Alternative failure lockout actions
As stated earlier, you can configure the server to take a variety of actions if the failure lockout count is reached.
Lock account
As its name implies, the lock account failure lockout action can be used to lock a user’s account. Any attempts to authenticate are rejected while the lockout is active, regardless of whether the correct credentials were provided. If a lockout-duration is configured in the password policy, then the lockout automatically expires after that length of time. Otherwise, it persists until an administrative password reset.
This lockout failure action does not offer any configurable properties.
Delay bind response
The delay bind response lockout failure action can be used to delay the response to bind attempts after the lockout failure count has been reached. Once the threshold has been reached, then subsequent bind attempts are delayed until the user successfully authenticates or until the password is reset.
If the server has delayed the response to any failed attempts, then the response to the next successful attempt will also be delayed. This helps prevent clients from using the presence of a delay as an indication of whether the password was correct. |
Without this additional delay, an attacker could terminate the connection and establish a new one to make another attempt as soon as they detect the delay, rather than having to wait for the full duration of the delay.
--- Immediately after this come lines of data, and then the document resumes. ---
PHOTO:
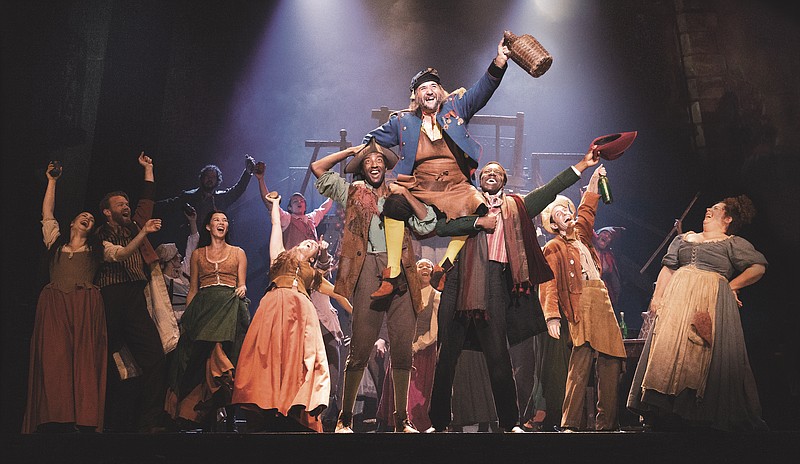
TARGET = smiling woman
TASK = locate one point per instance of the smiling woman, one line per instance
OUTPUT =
(67, 372)
(694, 369)
(213, 327)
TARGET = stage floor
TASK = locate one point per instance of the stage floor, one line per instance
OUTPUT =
(224, 448)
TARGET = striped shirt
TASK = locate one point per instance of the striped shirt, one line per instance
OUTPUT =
(117, 272)
(496, 240)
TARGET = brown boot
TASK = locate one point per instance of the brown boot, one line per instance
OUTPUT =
(439, 274)
(402, 424)
(389, 285)
(345, 423)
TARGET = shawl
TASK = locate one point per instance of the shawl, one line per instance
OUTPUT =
(529, 268)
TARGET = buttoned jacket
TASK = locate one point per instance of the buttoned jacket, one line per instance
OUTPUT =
(403, 127)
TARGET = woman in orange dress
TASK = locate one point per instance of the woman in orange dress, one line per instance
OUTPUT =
(282, 378)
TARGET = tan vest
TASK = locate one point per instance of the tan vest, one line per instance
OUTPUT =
(354, 251)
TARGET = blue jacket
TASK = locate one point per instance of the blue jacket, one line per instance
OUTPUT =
(403, 128)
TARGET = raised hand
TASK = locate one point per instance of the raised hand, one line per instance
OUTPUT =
(152, 225)
(53, 171)
(145, 161)
(249, 163)
(273, 197)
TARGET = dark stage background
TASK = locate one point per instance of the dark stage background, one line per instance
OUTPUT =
(711, 86)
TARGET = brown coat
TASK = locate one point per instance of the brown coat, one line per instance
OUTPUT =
(565, 261)
(354, 250)
(589, 312)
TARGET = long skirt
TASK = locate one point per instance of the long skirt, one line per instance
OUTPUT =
(68, 360)
(202, 369)
(283, 364)
(705, 384)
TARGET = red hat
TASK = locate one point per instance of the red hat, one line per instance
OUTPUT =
(611, 146)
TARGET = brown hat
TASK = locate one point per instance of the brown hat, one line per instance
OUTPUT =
(361, 151)
(426, 75)
(560, 200)
(612, 146)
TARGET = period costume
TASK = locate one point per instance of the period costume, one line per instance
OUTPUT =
(361, 262)
(492, 285)
(578, 292)
(441, 159)
(137, 373)
(213, 329)
(68, 359)
(705, 382)
(283, 366)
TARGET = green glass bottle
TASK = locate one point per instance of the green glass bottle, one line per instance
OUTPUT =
(623, 327)
(605, 189)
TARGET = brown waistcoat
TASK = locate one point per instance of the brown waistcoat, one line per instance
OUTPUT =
(354, 251)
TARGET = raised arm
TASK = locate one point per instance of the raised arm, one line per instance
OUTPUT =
(276, 235)
(147, 163)
(241, 289)
(49, 202)
(191, 241)
(327, 163)
(262, 186)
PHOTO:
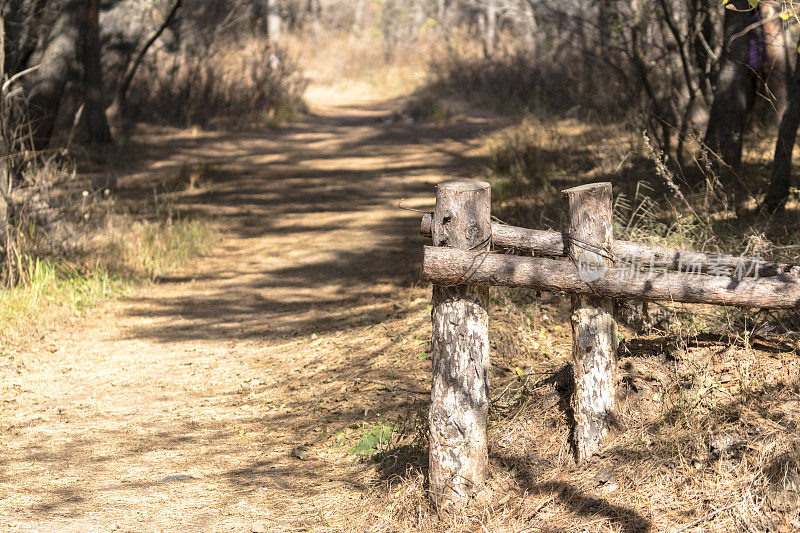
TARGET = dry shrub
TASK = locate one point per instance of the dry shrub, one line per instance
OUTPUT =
(520, 80)
(246, 82)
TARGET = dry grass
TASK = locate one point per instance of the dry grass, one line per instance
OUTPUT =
(706, 438)
(238, 83)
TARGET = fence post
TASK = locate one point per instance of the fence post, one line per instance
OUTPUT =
(594, 331)
(458, 458)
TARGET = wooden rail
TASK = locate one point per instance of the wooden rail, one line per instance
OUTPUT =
(556, 244)
(587, 263)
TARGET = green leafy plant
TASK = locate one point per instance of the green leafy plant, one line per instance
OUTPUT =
(375, 440)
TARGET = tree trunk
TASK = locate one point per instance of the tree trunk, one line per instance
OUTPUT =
(94, 110)
(56, 68)
(728, 112)
(117, 108)
(458, 460)
(274, 20)
(490, 28)
(358, 16)
(594, 331)
(778, 192)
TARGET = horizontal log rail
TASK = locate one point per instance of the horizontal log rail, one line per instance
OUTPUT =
(448, 266)
(556, 244)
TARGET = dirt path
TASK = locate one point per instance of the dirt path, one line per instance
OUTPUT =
(211, 400)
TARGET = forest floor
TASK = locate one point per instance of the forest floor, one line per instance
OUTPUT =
(236, 393)
(209, 400)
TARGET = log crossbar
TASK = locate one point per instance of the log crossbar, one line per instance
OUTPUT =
(449, 266)
(588, 264)
(556, 244)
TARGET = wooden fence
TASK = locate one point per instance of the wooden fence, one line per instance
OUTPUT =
(585, 262)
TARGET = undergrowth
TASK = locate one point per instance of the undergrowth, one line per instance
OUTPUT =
(51, 288)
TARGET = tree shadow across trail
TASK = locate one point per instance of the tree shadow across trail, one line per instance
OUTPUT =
(313, 239)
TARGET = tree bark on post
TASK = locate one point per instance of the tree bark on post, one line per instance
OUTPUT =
(458, 459)
(594, 331)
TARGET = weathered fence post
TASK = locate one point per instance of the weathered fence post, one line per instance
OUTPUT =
(594, 331)
(458, 459)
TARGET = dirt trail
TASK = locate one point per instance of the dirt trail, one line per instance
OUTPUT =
(209, 401)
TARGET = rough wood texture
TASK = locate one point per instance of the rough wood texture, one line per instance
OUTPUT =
(556, 244)
(458, 459)
(594, 331)
(539, 273)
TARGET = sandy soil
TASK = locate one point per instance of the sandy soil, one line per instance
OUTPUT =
(211, 400)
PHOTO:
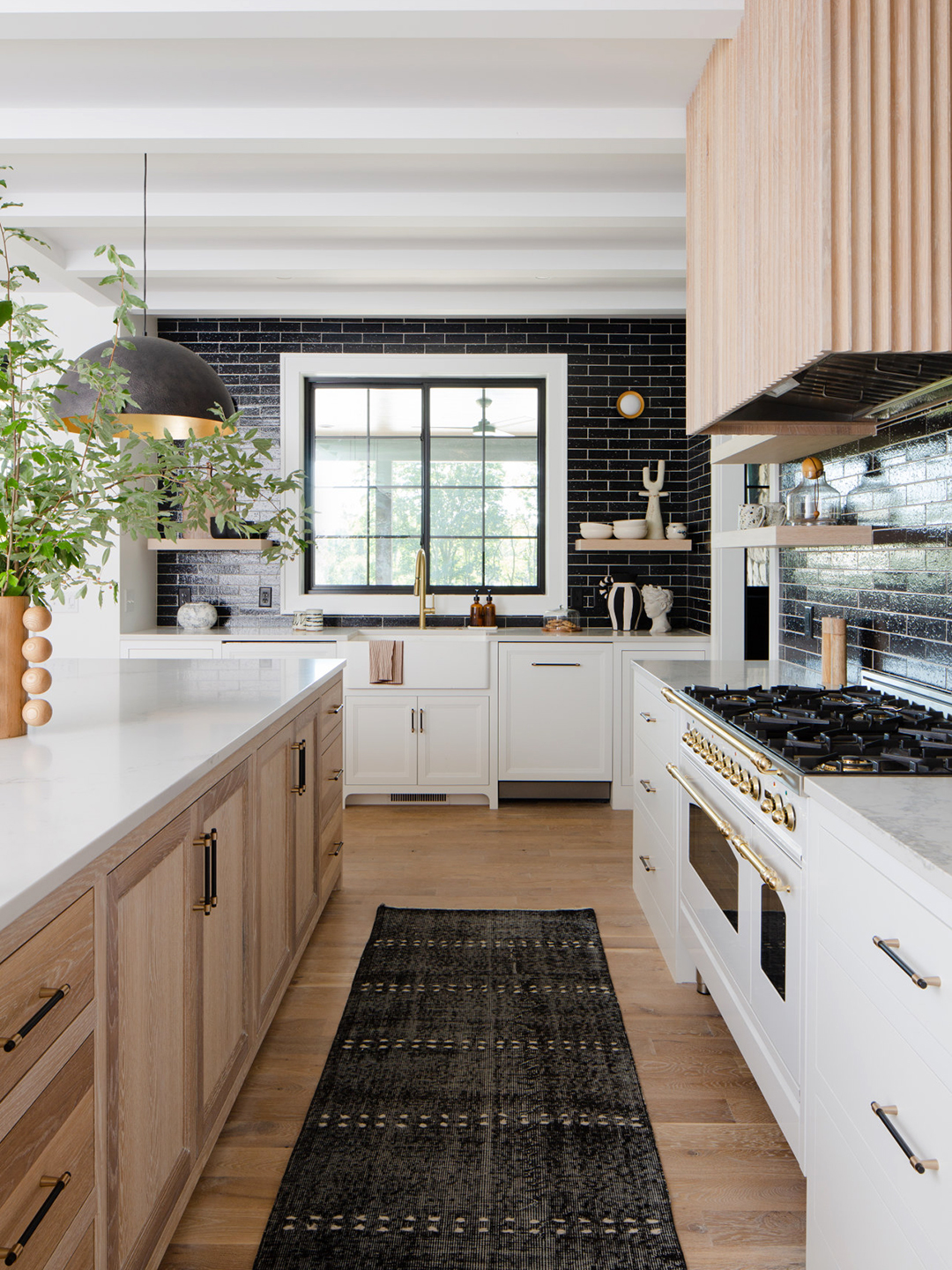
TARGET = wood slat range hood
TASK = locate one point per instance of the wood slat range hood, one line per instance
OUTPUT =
(820, 224)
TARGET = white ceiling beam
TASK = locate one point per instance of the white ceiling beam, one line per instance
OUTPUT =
(131, 130)
(48, 263)
(375, 19)
(299, 263)
(326, 207)
(418, 302)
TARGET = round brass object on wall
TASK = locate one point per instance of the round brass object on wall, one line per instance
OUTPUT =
(629, 404)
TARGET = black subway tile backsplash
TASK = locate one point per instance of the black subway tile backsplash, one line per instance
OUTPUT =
(897, 594)
(606, 451)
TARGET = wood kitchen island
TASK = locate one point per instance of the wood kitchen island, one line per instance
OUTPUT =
(169, 843)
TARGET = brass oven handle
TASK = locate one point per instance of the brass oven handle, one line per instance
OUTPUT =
(761, 761)
(54, 996)
(57, 1186)
(768, 877)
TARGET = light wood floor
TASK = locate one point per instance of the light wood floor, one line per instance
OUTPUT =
(738, 1195)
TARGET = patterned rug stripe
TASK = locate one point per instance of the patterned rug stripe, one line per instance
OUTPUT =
(479, 1110)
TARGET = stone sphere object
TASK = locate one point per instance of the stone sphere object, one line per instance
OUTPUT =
(197, 617)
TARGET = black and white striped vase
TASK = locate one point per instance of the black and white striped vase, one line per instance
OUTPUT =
(622, 605)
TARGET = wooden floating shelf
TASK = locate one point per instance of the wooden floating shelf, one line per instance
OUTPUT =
(207, 544)
(632, 544)
(798, 536)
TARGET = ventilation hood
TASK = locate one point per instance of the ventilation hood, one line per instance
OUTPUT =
(850, 389)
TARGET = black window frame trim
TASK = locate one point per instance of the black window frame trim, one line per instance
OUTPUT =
(424, 383)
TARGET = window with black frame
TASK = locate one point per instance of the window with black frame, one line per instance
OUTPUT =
(453, 465)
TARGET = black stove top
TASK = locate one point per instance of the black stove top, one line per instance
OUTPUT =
(838, 732)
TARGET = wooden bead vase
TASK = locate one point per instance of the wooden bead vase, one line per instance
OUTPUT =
(19, 646)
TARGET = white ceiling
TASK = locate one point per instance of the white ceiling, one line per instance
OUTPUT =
(361, 156)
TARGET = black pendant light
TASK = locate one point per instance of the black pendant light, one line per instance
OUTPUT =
(175, 390)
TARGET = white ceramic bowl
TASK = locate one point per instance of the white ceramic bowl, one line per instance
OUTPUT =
(631, 528)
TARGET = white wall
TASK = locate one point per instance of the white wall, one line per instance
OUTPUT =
(83, 628)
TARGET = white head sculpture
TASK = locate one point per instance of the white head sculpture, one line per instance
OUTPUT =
(658, 603)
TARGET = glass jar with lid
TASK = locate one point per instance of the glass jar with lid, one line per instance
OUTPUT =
(562, 621)
(814, 501)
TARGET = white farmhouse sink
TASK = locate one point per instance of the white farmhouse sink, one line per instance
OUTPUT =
(432, 660)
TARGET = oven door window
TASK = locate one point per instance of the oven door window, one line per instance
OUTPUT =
(773, 940)
(715, 863)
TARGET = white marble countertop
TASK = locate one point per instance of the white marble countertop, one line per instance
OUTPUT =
(283, 634)
(126, 738)
(908, 817)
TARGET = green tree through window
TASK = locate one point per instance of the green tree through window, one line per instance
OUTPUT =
(453, 465)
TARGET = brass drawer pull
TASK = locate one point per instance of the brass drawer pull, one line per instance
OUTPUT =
(54, 997)
(920, 981)
(301, 747)
(883, 1113)
(57, 1186)
(210, 900)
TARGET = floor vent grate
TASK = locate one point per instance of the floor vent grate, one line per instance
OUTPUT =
(418, 798)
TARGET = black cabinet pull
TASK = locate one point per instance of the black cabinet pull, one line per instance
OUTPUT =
(54, 997)
(57, 1186)
(883, 1113)
(929, 981)
(213, 854)
(205, 903)
(301, 747)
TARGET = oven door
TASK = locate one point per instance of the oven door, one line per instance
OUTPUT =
(714, 888)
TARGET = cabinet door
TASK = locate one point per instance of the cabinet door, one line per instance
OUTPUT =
(555, 714)
(453, 741)
(381, 739)
(224, 998)
(276, 775)
(305, 766)
(152, 935)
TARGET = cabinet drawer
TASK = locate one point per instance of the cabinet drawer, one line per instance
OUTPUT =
(60, 957)
(654, 788)
(859, 902)
(861, 1058)
(654, 718)
(847, 1226)
(331, 773)
(331, 710)
(51, 1139)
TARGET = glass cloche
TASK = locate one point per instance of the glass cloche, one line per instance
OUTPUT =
(562, 621)
(814, 501)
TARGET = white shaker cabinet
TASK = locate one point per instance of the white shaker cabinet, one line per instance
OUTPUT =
(555, 712)
(401, 739)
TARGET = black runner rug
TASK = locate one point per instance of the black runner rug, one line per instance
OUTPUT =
(479, 1110)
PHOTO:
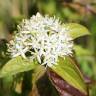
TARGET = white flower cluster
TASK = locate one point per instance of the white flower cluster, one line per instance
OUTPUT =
(44, 37)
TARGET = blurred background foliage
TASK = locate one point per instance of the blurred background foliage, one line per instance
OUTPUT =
(78, 11)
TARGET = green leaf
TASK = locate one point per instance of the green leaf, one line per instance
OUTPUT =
(67, 69)
(17, 65)
(76, 30)
(38, 73)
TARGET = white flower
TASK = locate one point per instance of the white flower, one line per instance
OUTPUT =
(44, 38)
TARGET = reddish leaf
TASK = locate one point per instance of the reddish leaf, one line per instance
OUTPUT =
(62, 86)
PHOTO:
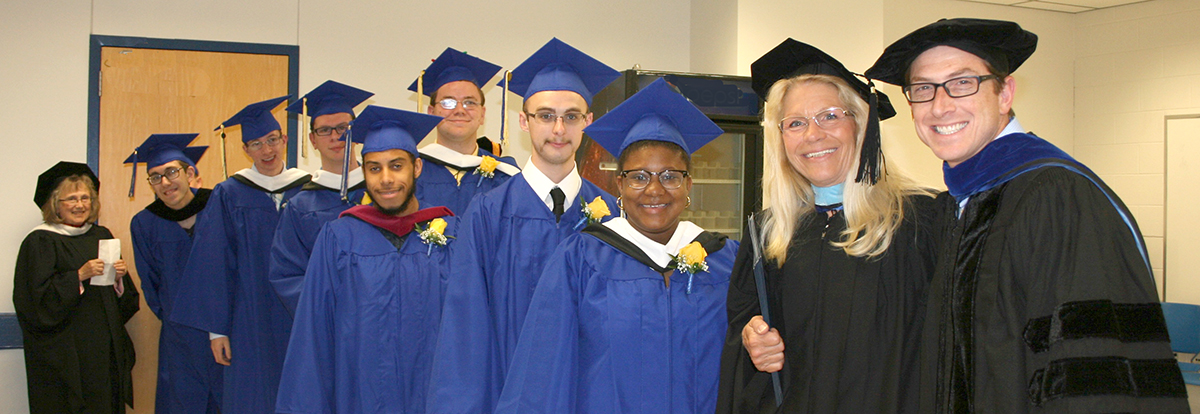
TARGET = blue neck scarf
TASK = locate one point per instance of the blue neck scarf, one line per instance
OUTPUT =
(997, 163)
(828, 197)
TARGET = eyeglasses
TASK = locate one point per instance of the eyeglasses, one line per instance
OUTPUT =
(549, 118)
(450, 103)
(640, 179)
(171, 174)
(325, 131)
(84, 199)
(826, 119)
(255, 145)
(960, 87)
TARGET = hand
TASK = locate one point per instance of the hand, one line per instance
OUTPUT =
(766, 347)
(221, 351)
(91, 269)
(119, 265)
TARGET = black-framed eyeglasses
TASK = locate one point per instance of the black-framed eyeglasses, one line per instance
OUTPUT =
(960, 87)
(825, 119)
(171, 174)
(640, 179)
(450, 103)
(255, 145)
(325, 131)
(549, 118)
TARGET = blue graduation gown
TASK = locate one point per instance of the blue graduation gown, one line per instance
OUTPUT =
(301, 220)
(225, 291)
(189, 379)
(366, 324)
(606, 335)
(505, 239)
(437, 186)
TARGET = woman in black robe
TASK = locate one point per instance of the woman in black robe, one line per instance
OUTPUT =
(78, 355)
(846, 246)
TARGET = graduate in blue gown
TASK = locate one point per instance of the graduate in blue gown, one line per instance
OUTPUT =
(330, 108)
(372, 298)
(508, 233)
(457, 171)
(629, 316)
(225, 291)
(189, 378)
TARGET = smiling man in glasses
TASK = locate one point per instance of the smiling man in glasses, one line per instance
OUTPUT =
(509, 232)
(189, 378)
(330, 108)
(1043, 299)
(457, 167)
(225, 291)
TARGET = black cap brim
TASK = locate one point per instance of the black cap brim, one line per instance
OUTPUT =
(1002, 45)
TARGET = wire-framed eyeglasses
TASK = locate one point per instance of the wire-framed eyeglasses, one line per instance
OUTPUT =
(640, 179)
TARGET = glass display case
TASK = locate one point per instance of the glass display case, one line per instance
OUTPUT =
(726, 173)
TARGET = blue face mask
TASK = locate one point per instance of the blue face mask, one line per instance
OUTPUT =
(828, 196)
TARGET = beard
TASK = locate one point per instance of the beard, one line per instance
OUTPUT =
(397, 210)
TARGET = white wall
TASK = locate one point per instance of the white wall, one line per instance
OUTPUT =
(46, 102)
(1134, 66)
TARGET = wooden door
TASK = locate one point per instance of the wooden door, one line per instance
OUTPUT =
(147, 91)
The delay bind response failure lockout action offers the following configuration properties:
delay
-
The duration to use when delaying the response to the failed bind attempt. By default, a delay of one second is used.
allow-blocking-delay
-
Indicates whether the server should delay the bind response even doing so could block the thread being used to process the operation. This option applies to operations requested by non-LDAP clients. When delaying the response to an LDAP bind, the server is able to do so in a way that does not tie up any threads that could be used for processing operations. For other clients, like those using HTTP to communicate, the only option that the server has for performing the delay is to sleep on the thread that is processing the operation, which makes that thread unavailable for processing other requests until it’s done sleeping. This property is set to false by default, and if you want to delay the response to HTTP clients, then you should make sure to adjust the number of HTTP request handler threads to reduce the potential that all of them could be tied up sleeping on failed bind attempts.
generate-account-status-notification
-
Indicates whether the server should generate an account status notification if it delays a bind response. The account status notification uses a notification type of either
account-temporarily-locked
oraccount-permanently-locked
, depending on whether the password policy is configured with a lockout duration. By default, no notification is generated.
No operation
The no operation failure lockout action does not take any client-visible action in response to reaching the lockout failure count. It offers a single configuration property:
generate-account-status-notification
-
Indicates whether the server should generate an account status notification, of type
account-temporarily-locked
oraccount-permanently-locked
, if the failure lockout count is reached. This can potentially be used to notify administrators or optionally take some custom action using an account status notification handler created with the UnboundID Server SDK in the event of a failure lockout.